Mungkin sekarang tidak kita perlukan, tapi nanti kita perlukan. Tapi kadang2 kita perlukan misalnya muncul keraguan dalam diri kita. Kita pernah barangkali, ketika kita sendirian, di kamar, di kelas, di manapun, di mobil. Kita berfirkir Apakah iya, Alloh itu ada. Kalau memang dia ada, apa buktinya Dia ada. Nah ini kadang2 kita perlu kepada satu dalil yang meyakinkan, argumentasi yang meyakinkan, tidak bisa dengan sudahlah terima apa adanya.
Perlu ada dalil

ويعرف الله تعالى بالدليل
Wa ya'rifulloha ta'ala bid dalil. Mengenal Alloh dengan dalil. 

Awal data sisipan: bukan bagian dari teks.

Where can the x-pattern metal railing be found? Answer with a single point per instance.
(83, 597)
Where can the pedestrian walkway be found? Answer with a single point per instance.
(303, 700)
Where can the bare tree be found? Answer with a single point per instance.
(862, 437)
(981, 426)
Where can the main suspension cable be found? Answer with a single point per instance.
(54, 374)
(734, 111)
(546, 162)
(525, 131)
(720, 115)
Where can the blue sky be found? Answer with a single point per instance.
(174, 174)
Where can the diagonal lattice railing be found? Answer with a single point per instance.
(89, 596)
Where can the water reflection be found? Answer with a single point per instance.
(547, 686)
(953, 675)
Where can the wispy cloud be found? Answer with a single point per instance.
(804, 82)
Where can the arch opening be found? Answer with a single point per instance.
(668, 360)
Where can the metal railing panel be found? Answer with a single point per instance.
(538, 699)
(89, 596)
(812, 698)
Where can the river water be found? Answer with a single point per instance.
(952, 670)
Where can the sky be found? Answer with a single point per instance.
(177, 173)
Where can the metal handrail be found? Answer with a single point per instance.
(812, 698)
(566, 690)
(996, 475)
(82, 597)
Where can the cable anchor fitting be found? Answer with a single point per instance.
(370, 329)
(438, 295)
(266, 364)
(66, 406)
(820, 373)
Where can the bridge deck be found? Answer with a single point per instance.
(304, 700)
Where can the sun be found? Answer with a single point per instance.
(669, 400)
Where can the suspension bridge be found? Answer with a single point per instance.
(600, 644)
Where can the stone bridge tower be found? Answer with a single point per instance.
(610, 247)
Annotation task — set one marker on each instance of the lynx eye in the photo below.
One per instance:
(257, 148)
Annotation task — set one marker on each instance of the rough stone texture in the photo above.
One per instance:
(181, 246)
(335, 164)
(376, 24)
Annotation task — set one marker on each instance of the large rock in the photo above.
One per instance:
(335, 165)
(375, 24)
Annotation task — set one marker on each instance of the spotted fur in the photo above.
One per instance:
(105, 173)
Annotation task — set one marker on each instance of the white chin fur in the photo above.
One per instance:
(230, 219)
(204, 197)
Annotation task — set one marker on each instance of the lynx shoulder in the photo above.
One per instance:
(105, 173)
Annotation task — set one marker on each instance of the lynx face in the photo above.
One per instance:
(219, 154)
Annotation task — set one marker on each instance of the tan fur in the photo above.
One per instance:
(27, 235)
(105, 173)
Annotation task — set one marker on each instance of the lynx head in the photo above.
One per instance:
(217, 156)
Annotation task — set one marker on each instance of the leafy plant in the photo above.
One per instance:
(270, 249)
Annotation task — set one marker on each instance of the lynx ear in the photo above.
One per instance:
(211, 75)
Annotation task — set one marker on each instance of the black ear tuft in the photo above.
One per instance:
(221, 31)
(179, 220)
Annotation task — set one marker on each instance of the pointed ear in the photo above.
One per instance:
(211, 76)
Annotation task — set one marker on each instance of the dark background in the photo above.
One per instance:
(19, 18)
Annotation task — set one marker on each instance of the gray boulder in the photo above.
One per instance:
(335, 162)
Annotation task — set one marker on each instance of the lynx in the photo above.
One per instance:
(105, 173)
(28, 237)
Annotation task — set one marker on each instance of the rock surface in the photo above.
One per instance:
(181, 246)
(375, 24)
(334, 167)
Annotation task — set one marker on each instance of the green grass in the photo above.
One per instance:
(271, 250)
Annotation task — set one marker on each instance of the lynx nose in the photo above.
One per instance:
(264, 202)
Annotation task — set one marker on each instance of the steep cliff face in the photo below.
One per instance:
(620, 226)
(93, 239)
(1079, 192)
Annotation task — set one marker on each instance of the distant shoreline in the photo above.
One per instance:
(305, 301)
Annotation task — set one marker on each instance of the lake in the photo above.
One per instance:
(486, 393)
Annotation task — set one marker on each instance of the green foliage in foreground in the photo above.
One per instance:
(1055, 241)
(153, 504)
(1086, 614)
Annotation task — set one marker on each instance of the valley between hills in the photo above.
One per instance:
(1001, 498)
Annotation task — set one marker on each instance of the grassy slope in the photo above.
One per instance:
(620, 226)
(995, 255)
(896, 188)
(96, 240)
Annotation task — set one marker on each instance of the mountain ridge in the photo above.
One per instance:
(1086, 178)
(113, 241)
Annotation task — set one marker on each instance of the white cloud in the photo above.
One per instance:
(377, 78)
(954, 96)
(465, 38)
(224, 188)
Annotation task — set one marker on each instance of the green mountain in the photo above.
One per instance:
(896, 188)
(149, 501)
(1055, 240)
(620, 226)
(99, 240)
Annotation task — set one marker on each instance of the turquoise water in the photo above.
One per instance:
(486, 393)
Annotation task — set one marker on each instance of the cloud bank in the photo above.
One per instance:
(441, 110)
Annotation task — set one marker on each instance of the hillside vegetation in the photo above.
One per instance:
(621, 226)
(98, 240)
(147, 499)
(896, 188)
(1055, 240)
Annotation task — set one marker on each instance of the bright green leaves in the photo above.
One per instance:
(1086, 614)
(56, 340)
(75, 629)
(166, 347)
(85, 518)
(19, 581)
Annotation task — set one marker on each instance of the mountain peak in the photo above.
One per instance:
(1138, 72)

Fa inkaanal imaanal muqollidi, wa inkaana shohihan indana. Karena sesungguhnya Iman seorang muqollid, iman karena taqlid (ikut2 an kepada orang lain). Kepada orang tua, kepada masyarakat, dan itu memang kebanyakan kita begitu ya. Taqlid kepada orang lain, kepada orang tua, kepada masyarakat, 

Wa inkaana shohihan indanaa Meskipun Iman seorang muqollid itu benar, tidak salah dia, tidak menjadikan orang menjadi kafir. tetep dia sah imanya. Namun, 
walakin yakunu atsiman bi tarkil istidlaal.  Tetapi dia bersalah ketika dia meninggalkan istidlaal. Dia tidak melakukan perenungan, pemikiran dan mencari dalil tentang adanya Alloh, berdosa dia. Meskipun imanya tetap shohih. Tidak menjadi kafir juga dia, tapi iman dia tidak sekuat dengan iman2 yang berangkat dari dalil dari argumentasi. 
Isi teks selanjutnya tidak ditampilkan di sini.